Ketika komet itu terakhir terlihat pada 1992, Yeomans tengah membuat revisi model pergerakan komet, membuat kalkulasi rumit untuk mengukur efek gravitasi dari matahari dan planet-planet pada objek batuan ruang angkasa.
Dari penampakan tahun 1992, ditambah data-data tahun 1862 dan 1737, menunjukkan bahwa para astronom memiliki cukup informasi untuk menemukan kemungkinan dari tabrakan di tahun 2126.
Perlu diketahui, Komet Swift-Tuttle bukan batu ruang angkasa biasa.
Komet Swift-Tuttle merupakan objek paling besar yang melintasi bumi, ujar Yeomans. Objek tersebut berjarak 16 mil, dan melintasi Bumi setiap 130 tahun, dan bergerak dengan kecepatan 36 mil per detik.
Jika komet menabrak planet, dampak energinya sekitar 300 kali dari asteroid yang menabrak bumi hingga menyebabkan binasanya dinosaurus 65 juta tahun yang lalu. "Itu akan menjadi hari paling buruk bagi Bumi," ujarnya.
Namun ukuran komet atau asteroid tidak menjadi satu-satunya benda yang bertanggungjawab dalam tabrakan kosmik, ujar Gerta Keller, ahli bumi di Princeton University.
Jatuhnya komet ke tanah atau laut mungkin menyebabkan kehancuran di area seitas, namun kehancuran yang sebenarnya datang dari gas yang ada di stratosfer, bagian dari atmosfer Bumi dimana lapisan ozon berada. Sulfur dioksida menyebabkan pendinginan, dan karbon dioksida menyebabkan panas berjangka panjang, tambah Keller. Hal tersebut menyebabkan perubahan iklim yang drastis dan membawa kepunahan massal di seluruh dunia.

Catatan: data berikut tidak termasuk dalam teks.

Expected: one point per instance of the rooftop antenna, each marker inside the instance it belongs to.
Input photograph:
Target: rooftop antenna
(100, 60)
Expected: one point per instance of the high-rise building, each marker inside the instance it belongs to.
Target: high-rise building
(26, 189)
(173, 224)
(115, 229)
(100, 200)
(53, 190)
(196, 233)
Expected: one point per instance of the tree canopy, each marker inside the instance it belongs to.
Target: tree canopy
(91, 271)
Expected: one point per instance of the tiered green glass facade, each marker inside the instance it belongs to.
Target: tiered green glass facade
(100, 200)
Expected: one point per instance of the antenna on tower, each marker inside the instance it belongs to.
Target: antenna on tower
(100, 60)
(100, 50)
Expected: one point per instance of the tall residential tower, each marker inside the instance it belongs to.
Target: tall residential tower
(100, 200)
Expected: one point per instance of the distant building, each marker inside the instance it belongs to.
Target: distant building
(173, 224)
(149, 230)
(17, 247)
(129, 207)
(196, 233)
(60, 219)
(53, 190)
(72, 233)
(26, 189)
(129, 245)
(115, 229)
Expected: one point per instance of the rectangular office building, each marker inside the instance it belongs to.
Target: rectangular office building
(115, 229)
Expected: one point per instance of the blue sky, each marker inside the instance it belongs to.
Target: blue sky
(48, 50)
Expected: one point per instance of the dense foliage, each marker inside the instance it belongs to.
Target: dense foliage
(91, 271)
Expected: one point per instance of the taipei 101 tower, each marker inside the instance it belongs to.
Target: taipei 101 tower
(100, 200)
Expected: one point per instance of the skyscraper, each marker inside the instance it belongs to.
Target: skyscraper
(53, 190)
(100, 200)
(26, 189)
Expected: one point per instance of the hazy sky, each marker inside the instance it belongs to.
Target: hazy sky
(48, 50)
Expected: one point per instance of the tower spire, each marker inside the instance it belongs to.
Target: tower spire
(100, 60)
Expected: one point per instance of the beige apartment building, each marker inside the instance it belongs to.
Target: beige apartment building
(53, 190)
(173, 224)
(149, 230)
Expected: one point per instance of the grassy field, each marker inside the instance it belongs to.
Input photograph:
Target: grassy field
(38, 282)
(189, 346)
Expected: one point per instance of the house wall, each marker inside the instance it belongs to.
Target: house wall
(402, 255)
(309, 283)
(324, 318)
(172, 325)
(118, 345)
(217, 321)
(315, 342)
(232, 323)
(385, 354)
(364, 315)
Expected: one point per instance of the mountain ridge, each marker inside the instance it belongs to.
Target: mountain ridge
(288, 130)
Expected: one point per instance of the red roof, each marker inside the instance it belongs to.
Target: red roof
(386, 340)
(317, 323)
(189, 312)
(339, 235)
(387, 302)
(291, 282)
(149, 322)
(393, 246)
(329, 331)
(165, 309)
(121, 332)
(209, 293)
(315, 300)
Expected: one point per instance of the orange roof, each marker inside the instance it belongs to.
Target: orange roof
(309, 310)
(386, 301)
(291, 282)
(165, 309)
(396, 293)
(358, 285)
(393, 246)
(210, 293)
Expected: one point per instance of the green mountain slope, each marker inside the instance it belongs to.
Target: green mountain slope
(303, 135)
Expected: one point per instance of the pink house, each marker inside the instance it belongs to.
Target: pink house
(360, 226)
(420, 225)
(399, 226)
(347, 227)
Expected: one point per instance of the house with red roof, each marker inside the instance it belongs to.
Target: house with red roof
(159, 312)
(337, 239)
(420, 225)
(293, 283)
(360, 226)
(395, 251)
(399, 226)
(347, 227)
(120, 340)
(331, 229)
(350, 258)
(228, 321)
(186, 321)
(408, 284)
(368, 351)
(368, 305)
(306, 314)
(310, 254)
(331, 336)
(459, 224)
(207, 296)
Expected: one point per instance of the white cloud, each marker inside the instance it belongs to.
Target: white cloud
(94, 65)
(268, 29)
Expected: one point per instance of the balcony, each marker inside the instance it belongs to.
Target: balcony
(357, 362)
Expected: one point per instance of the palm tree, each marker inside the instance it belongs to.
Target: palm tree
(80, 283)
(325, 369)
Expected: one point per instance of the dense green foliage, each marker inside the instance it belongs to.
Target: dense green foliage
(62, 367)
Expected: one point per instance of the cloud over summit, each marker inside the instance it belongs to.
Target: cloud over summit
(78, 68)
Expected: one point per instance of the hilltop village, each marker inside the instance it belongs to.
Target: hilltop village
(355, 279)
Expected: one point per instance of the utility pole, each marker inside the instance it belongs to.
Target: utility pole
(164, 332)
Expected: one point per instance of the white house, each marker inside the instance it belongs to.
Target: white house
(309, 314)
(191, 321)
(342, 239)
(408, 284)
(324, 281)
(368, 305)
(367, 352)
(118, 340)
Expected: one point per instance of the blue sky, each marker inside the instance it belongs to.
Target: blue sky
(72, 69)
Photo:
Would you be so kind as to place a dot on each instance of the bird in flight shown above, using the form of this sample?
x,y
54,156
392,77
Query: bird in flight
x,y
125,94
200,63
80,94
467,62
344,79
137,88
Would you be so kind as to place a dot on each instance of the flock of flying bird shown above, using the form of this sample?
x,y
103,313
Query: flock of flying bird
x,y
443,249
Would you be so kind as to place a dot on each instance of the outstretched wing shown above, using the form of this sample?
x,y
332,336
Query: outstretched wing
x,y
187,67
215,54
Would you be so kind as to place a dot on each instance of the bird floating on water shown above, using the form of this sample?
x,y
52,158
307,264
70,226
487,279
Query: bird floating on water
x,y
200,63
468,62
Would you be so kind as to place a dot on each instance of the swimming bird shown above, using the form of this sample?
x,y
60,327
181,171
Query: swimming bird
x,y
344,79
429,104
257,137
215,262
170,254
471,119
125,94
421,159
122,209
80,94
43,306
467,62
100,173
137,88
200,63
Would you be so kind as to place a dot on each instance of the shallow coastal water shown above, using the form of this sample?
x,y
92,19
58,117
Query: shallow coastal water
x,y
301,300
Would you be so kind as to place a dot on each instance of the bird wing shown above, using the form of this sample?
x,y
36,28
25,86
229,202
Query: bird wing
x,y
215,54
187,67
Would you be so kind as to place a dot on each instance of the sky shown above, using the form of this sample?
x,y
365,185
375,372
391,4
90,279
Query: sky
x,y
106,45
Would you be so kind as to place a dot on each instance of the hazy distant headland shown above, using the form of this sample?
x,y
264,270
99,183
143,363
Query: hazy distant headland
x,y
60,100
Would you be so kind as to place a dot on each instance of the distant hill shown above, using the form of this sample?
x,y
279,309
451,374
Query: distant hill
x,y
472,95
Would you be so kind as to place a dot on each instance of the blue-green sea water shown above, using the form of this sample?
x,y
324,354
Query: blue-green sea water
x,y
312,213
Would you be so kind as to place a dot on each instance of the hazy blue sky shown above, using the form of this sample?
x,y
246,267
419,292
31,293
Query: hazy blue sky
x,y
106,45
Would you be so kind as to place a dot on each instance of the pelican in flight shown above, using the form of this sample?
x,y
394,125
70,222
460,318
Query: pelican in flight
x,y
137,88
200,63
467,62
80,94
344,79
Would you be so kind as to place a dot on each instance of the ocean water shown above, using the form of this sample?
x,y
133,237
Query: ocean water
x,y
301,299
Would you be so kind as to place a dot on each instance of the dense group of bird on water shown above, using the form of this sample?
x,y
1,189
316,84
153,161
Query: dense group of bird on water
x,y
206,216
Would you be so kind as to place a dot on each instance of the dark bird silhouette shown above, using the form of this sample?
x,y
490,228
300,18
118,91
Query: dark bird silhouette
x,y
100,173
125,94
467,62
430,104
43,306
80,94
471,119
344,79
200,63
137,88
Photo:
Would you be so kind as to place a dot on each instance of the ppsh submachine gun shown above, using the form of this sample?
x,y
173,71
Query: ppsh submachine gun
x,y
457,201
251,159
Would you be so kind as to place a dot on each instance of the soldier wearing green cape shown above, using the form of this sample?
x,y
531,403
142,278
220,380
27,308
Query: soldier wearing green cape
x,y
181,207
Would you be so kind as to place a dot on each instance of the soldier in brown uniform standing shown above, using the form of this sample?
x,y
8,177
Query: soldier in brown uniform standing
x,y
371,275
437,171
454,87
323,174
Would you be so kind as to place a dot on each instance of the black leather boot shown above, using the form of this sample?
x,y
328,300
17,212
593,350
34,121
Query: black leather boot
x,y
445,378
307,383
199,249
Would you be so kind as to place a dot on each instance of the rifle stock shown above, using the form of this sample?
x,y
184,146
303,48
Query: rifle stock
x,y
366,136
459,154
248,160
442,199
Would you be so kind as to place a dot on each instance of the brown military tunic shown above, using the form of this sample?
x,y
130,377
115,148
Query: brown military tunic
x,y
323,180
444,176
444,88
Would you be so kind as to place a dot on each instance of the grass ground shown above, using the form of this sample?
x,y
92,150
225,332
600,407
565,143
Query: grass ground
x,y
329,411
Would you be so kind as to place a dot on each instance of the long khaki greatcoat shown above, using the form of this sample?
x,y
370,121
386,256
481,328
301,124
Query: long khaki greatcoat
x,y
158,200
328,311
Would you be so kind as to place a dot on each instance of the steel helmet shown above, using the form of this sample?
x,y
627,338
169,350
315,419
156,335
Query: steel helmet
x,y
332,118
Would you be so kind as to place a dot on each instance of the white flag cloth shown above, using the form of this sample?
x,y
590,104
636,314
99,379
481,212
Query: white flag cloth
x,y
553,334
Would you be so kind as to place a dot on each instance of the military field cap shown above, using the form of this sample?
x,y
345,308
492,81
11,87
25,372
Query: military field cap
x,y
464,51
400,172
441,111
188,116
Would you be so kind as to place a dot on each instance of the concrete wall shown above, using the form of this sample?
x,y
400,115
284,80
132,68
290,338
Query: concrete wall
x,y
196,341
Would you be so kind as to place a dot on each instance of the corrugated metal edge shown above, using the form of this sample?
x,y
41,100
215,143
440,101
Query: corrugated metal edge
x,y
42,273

Namun Keller juga menjelaskan bahwa sebagian besar Bumi adalah lait. Efek yang diakibatkan mampu berdampak pada laut dalam, seperti erupsi gunung api bawah laut.
Para ilmuwan mengkalkulasi kedatangan komet Swift-Tuttle ke bumi pada 5 Agustus 2126, dari jarak 14 juta mil atau setara dengan 60 kali jarak Bumi ke Bulan.